We squat to build leg strength, we sprint to get faster, and we jump to increase distinct force-time characteristics. In other words, we use different methods to optimize our lower limb capacity with the ultimate goal to improve sports performance, yet we frown upon closed change of direction (COD) drills due to their lack of specificity. If we want to prepare our athletes for unforeseeable worst-case scenarios in situ, however, these COD drills are a highly specific tool that builds physical antifragility.

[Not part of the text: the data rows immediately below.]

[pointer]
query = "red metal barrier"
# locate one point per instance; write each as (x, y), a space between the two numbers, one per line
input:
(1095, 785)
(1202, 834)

This post aims to increase our understanding about the why of COD drills, then highlights the how, and finishes with practical examples showing the what. By no means have I originated the ideas presented here by myself, but rather from constant discussion about all things physical preparation with Sophia Nimphius (@DocSoph) and Anastasios Karamitros (@powerathleticsgymtraining).
Acknowledging Uncertainty in Our Decision-Making
Many approaches and coaching philosophies exist in the S&C community, although we share a common and universal denominator: I want my team or athlete to win! With this in mind along with my understanding of my role from a purely physical point of view, my goal is to help my athletes experience as much quality and quantity of deliberate practice as I can, absent any pathology. The only way to get better players is to give them opportunities to accumulate as much game exposure as possible (see Image 1).
Due to our limited training time, we need to pick methods that have the greatest potential while also having a beneficial risk-to-reward ratio to build antifragility specific to the demands in our sport. The solution for this exercise selection problem, however, depends on:
- The degree of uncertainty in our programming. Knowing what the athlete’s limiting factors are and how they’ll adapt to certain interventions is a highly complex and fluctuating process differing not only between athletes but also within the same athlete with respect to time.
- The amount of variance in our exercise selection is infinite. Thanks to Instagram and Twitter, we have access to a never-ending number of drills and exercises. We also can manipulate sets and reps, frequencies, durations, and work-to-rest ratios.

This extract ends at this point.